Vieillir : l’âge est-il un bon repère ?
La nouvelle réforme des retraites a provoqué des débats houleux dans tout le pays depuis de longues semaines et une même formule est revenue comme un mantra : « les chiffres le disent : la population vieillit ». Et c’est vrai.
L’espérance de vie à la naissance a quasiment doublé au cours du XXe siècle et s’accroît toujours de manière continue. L’espérance de vie à la naissance, à 1 an, à 20 ans, à 40 ans, ou à 60 ans a même augmenté de quelques mois depuis 10 ans. L’espérance de vie sans incapacité, c’est-à-dire sans être limité dans la vie quotidienne, augmente parallèlement à celle de l’espérance de vie.
La récente étude publiée par la Drees l’atteste, les années de vie gagnées le sont surtout en bonne santé. La longévité maximale(durée de vie maximale jamais observée) semble également avoir atteint un plateau élevé. Depuis les années 1990, l’âge de décès de ceux qu’on appelle désormais les super-centenaires s’est stabilisé aux alentours de 110 ans.
Mais, que nous disent réellement ces chiffres ? Et pourquoi renvoyer à tel ou tel indicateur ? Il est certes nécessaire de comprendre ce qu’ils sous-tendent, mais aussi de ne pas penser uniquement le vieillissement à partir de l’âge chronologique. Ce repère ne peut décrire l’hétérogénéité des situations vécues. En reposant sur la seule référence chronologique, le discours se rend perméable à des interprétations biaisées et perd de sa valeur.
Repenser le vieillissement
La crise Covid l’a rappelé, utiliser l’âge chronologique comme seul critère est une simplification qui s’appuie sur des représentations stéréotypées. L’âge avait alors pu être utilisé comme critère de sélection des bénéficiaires de soins urgents, établissant une rupture avec le principe d’équité pour l’accès aux soins.
En France, ces stéréotypes âgistes auraient pour partie été favorisés par la construction d’une représentation négative de la vieillesse associée aux régimes des retraites (à partir de la loi de 1905, première grande loi sociale à s’intéresser aux « vieux »). Simone de Beauvoir le soulignait déjà en 1970 dans La Vieillesse :
« Ce qui caractérise l’attitude pratique de l’adulte à l’égard des vieillards, c’est sa duplicité. Il se plie jusqu’à un certain point à la morale officielle que nous avons vu s’imposer dans les derniers siècles et qui lui enjoint de les respecter. Mais il a intérêt à les traiter en êtres inférieurs et à les convaincre de leur déchéance. » (les comportements de discrimination à l’égard des plus âgés étant supposément destinés à favoriser une relation d’autorité de la part des adultes plus jeunes.)
Depuis, la recherche sur les stéréotypes âgistes a montré qu’ils peuvent être intégrés dès le plus jeune âge, pour exister tout au long de la vie, y compris à un âge avancé. On sera toujours le vieux de quelqu’un, quel que soit son âge. Or, l’âgisme a des conséquences majeures sur l’accès à l’emploi ou sur la santé. L’Organisation mondiale de la santé estime notamment que 6,3 millions de cas de dépression dans le monde sont dus à l’âgisme.
Sortir d’une vision purement décliniste
Les recherches menées en gérontologie apportent des connaissances désormais solides et utiles pour adopter un positionnement plus éclairé sur ces questions.

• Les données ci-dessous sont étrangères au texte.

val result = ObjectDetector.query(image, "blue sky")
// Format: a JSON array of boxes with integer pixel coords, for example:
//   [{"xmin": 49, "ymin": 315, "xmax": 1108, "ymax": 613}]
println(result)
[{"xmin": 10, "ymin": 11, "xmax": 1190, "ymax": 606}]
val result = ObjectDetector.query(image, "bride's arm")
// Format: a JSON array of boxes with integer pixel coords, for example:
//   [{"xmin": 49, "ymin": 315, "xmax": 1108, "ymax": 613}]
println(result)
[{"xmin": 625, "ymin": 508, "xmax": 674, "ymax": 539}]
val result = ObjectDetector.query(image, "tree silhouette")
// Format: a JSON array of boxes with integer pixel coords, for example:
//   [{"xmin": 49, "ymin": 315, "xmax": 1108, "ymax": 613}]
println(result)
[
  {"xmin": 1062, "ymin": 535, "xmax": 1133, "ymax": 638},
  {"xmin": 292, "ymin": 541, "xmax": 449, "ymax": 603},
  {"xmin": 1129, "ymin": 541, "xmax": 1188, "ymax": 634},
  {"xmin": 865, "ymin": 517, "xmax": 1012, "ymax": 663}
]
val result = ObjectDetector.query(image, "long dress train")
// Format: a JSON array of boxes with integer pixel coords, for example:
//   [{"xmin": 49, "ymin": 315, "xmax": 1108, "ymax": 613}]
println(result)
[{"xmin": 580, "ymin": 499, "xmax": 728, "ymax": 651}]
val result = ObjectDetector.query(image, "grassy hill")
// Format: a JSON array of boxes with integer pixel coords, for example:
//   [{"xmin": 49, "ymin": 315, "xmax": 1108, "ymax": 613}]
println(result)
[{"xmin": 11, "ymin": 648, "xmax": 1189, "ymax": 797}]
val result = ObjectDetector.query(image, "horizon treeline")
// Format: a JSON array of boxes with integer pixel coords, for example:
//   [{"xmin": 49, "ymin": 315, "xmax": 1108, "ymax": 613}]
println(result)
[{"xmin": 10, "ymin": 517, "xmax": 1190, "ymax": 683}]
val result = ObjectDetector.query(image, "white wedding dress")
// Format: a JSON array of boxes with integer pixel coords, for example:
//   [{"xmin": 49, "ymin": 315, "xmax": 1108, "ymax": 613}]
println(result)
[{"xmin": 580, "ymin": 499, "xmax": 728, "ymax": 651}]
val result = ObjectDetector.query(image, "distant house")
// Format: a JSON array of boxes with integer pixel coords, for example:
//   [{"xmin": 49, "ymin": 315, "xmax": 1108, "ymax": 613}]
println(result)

Depuis les travaux de Foster et Taylor (1920), on sait que les résultats aux tests d’intelligence déclinent avec l’avancée en âge. Pourtant, garder cette perspective décliniste n’est pas juste. On considère en effet aujourd’hui qu’il existe un profil différentiel du vieillissement cognitif : les compétences de raisonnement déclinent plus précocement et plus rapidement que les connaissances verbales. Les situations qui demandent de traiter rapidement plusieurs informations de manière simultanée sont celles qui sont le plus affectées par le vieillissement, contrairement à celles qui s’appuient sur les connaissances et les compétences issues de l’expérience, qui sont bien préservées. Un suivi longitudinal mené pendant 35 ans – à partir de 1956 – auprès d’un échantillon d’environ 2 500 personnes à Seattle (États-Unis) a également montré que l’avancée en âge se traduit par une augmentation des différences entre les individus. Vieillir c’est devenir différent les uns des autres.